Tencent’s Afterpay play could provoke US giants

Tencent’s Afterpay play could provoke US giants

On Wednesday night, Martin Lau, president of China’s internet giant Tencent, briefed investors on the impact COVID-19 is having on one of the world’s most innovative and ambitious technology companies.

With Chinese citizens locked down because of the coronavirus, Tencent’s quarterly earnings beat expectations as its social media, gaming and streamed media content was consumed by 1.2 billion users of its WeChat mega-app.

But it was Lau’s thinking on the virus’ impact on the e-commerce behemoth’s payments strategy and its engagement with China’s massive retail sector that was striking, given Tencent’s $300 million acquisition of a 5 per cent stake in Afterpay a fortnight ago.

The move onto Afterpay’s register – which helped its shares return to record-high levels on the ASX this week – was in part a response by Tencent to Ant Financial, a key competitor, which recently bought a minority position in Klarna, a European buy now, pay later giant and one of Afterpay’s main competitors in the US. But both deals reflect the China fintech giants’ desire to play a bigger role in the global payments system, where revenues are expected to hit $3 trillion by 2025, according to McKinsey.

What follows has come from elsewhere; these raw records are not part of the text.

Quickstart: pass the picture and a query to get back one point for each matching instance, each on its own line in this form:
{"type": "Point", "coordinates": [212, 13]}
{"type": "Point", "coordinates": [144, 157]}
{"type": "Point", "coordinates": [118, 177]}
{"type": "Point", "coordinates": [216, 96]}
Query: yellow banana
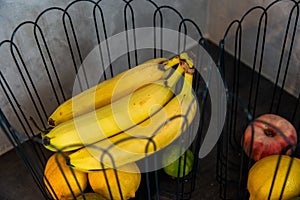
{"type": "Point", "coordinates": [149, 136]}
{"type": "Point", "coordinates": [101, 94]}
{"type": "Point", "coordinates": [112, 118]}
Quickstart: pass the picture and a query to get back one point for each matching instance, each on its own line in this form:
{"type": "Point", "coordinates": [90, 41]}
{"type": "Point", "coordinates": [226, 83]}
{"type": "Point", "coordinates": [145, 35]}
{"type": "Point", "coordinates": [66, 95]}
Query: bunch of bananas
{"type": "Point", "coordinates": [127, 117]}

With the United States and China embroiled in a trade dispute, the push by Afterpay and Klarna to compete with US banks and card giants Visa and Mastercard for the attention of US retailers is set to come under scrutiny, as the US financial industry’s lobbyists bring the Chinese minority equity stakes to the attention of the powers that be in Washington, and hardline Texas senator Ted Cruz takes aim at Tencent.

“Afterpay is now in a ‘dance of the elephants’ – and they are a small mouse,” says Grant Halverson, CEO of McLean Roche, a payments consultancy.

“So they had better remain very aware and quick and fleet footed, or they could get squashed.”